During the earlier process of tinkering with IPTV, I noticed that the status light on the Linksys Velop used as an AP turned red, but the network on my computer was completely fine. At first I thought it was caused by igmpproxy, but later found that the issue remained even after stopping igmpproxy. This post documents how I solved this problem.

After a series of power cycles and restarts, I found the issue followed this pattern:

  • After bringing up the VLAN 85 interface eth3.85, the Velop’s status light would turn red in about 5 minutes
  • After bringing down eth3.85, the Velop’s status light would return to normal blue within about 15 seconds

At this point, the only guess was that the Velop was sending out some kind of network probe, and enabling eth3.85 caused that probe to fail. However, the Velop’s software is really terrible and is a complete black box. The default management UI exposes almost no information, so there was no way to know what that probe actually was. My initial suspicion was that the probe’s target server happened to fall within the IPTV private network 23.3.0.0/17, causing the traffic to be pulled into the IPTV network and thus fail.

After some Googling, I found that there is very little information online about the Velop, and only located the following posts on reddit:

In fact, the first two threads already revealed that the cause of this problem is very likely related to the heartbeat.belkin.com domain, but I still took quite a few detours.

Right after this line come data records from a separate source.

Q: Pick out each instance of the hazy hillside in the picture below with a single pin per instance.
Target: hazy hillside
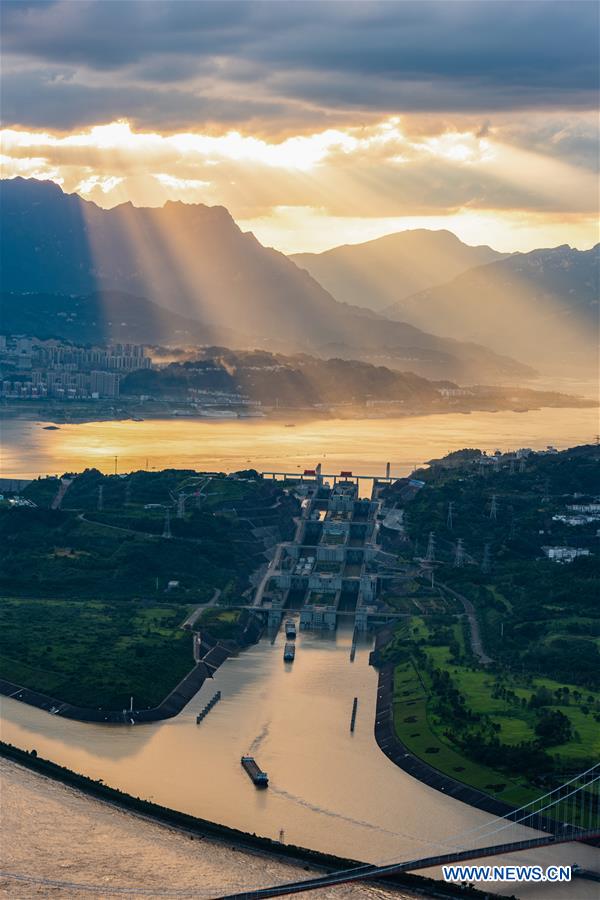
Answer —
(380, 272)
(541, 306)
(101, 318)
(195, 261)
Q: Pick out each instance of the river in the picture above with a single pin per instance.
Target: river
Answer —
(329, 789)
(364, 446)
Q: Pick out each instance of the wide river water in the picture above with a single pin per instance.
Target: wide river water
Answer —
(364, 445)
(329, 789)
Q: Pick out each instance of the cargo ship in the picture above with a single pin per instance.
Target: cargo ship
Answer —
(254, 771)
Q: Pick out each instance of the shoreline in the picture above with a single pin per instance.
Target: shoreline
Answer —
(56, 417)
(196, 827)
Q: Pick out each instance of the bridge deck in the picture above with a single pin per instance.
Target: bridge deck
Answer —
(361, 873)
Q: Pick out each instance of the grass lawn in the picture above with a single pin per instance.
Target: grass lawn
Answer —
(94, 654)
(426, 734)
(222, 623)
(413, 727)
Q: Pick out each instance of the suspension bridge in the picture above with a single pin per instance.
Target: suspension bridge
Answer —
(567, 813)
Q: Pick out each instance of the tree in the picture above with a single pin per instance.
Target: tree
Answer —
(553, 727)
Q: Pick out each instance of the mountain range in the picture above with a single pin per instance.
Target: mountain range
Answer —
(541, 306)
(194, 261)
(382, 272)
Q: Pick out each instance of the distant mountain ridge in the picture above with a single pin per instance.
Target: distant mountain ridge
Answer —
(194, 261)
(381, 272)
(101, 318)
(542, 306)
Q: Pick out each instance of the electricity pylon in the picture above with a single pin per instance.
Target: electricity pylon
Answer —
(486, 564)
(430, 555)
(459, 554)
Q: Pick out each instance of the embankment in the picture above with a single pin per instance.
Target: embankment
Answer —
(210, 654)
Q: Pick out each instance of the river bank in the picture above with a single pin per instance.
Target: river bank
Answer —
(56, 836)
(209, 653)
(329, 789)
(282, 862)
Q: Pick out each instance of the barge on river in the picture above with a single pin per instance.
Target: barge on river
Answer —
(254, 771)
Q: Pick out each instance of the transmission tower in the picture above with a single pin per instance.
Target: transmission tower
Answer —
(459, 554)
(430, 555)
(486, 564)
(546, 496)
(494, 508)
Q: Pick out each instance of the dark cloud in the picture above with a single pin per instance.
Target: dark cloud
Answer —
(42, 100)
(293, 60)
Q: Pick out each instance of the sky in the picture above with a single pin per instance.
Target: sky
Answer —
(316, 123)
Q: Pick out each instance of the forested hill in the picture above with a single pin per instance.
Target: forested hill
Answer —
(287, 380)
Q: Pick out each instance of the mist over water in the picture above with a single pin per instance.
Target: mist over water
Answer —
(362, 445)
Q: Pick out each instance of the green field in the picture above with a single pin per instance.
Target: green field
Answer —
(499, 706)
(94, 654)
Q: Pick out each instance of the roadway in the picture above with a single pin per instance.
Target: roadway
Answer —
(361, 873)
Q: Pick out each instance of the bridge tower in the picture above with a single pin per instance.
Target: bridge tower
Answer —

The third link above mentioned that sysinfo.cgi can be used to view some internal logs on the Velop. I tried it and it worked, but this CGI script simply runs a number of commands at access time and echoes their output, while the key log file /var/log/message only shows 200 lines. To track the logs, I wrote a Python script to poll them; the script is available here.

From the logs, the entries I cared about included:

  • service.devidentd Ethernet Agent: EthUtil returns multiple MACs — this line appears repeatedly in large quantities, but Google turned up nothing
  • service.status Subscriber: Subject 'network/AC4C4927-CC4A-0BF1-B850-302303D68097/WLAN/neighbors' matches subscribed topic 'network/+/WLAN/neighbors'
  • lldpd.status lldpd event lldp::update received.

The last two entries led me to a strange hypothesis: could there be some kind of WAN notification mechanism where the router tells the Velop “I just added a network,” such as LLDP like in the third log line? Of course, it turned out this was complete nonsense 🤣.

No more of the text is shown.